ミニマム・アクセス米の輸入量
国が無税で輸入するミニマム・アクセス米の量は年間77万トンです。
このコメは、輸入後、1Kgあたり上限292円を上乗せして
販売できるということになっています。
輸入価格に上乗せすることで国内産米との価格差が
大きくならないような措置を取っています。
なお、この上乗せ額には輸入諸掛りや農家保護のための原資と共に、
物流費も含まれています。
ミニマム・アクセス米の保管料
この物流費のほとんどは保管料です。
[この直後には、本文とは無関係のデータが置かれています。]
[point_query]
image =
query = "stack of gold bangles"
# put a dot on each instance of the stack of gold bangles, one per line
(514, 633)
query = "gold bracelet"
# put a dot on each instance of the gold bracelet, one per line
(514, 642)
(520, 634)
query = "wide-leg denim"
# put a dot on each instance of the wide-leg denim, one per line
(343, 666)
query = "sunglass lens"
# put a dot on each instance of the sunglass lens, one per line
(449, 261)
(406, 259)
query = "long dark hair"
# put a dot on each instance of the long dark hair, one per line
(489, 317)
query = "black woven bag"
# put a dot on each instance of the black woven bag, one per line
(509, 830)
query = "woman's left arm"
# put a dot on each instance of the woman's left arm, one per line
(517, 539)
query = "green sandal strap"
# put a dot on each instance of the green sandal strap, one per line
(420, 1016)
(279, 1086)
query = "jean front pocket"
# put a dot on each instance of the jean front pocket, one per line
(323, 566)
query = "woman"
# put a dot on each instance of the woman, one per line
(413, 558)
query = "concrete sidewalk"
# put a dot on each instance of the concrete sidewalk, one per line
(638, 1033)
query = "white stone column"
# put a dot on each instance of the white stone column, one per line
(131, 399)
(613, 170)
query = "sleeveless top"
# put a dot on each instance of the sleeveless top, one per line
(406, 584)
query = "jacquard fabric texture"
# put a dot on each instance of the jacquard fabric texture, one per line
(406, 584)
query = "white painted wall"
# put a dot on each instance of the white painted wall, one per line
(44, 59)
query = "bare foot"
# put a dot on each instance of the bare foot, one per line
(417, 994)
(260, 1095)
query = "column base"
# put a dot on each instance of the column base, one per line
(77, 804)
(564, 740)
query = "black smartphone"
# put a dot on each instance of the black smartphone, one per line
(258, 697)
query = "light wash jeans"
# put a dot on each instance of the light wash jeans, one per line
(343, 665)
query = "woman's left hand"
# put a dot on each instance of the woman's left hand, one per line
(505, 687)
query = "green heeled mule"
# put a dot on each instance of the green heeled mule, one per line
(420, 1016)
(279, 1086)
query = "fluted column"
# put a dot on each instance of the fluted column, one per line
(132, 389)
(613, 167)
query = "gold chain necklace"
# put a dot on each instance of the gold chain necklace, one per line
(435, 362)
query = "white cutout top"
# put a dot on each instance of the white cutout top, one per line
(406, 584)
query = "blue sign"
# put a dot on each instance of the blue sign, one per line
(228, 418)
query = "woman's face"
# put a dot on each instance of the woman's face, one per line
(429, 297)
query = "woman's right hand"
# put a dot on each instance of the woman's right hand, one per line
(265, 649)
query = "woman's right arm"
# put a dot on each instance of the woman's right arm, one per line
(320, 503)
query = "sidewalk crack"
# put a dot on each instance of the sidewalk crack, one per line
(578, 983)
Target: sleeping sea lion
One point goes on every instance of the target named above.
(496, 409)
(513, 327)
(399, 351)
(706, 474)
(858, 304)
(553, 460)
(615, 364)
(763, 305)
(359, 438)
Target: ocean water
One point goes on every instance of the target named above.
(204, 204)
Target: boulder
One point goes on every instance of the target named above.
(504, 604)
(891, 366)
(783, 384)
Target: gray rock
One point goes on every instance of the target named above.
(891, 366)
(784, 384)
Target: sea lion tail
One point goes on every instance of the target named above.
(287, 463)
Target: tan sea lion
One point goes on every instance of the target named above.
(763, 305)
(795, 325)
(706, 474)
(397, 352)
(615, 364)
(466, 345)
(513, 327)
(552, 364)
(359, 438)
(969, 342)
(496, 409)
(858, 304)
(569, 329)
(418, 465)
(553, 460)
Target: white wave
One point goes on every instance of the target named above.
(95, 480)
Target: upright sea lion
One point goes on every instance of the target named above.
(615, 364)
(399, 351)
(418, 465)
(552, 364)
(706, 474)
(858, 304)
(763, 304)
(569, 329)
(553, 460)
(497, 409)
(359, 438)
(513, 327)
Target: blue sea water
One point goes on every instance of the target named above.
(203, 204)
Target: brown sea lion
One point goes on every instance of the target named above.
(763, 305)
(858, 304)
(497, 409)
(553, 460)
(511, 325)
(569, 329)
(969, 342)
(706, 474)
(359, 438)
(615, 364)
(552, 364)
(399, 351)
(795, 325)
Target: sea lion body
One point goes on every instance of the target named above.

政府米の委託契約では3期制が取られています。
3期制とは、1か月を1日から10日まで、11日から20日まで、
21日から月末までの3期に区分して期ごとに
保管経費を計算する保管料の計算方法です。
1期分の保管単価は100Kgあたり
22.48円から28.77円までとされています。
この保管単価を年間のトン当たりに換算すると約10,000円になりますので、
ミニマム・アクセス米の保管量を
前年度からの在庫分も含めて100万トンとした場合、
保管料だけで年間100億円かかります。
国が発表している支払保管料は平成25年度が86億円でしたが、
年度別最大額は平成18年度の184億円であり、
19年間の年間平均保管料は95億円です。
今後TPPが実施されると国によるコメの輸入量は益々増加することから、
保管料だけを見てもこれまで以上に税金支出額がかさむことでしょう。
TPPによって保管量が増加すれば、
倉庫業者のビジネスチャンスが増えるということです。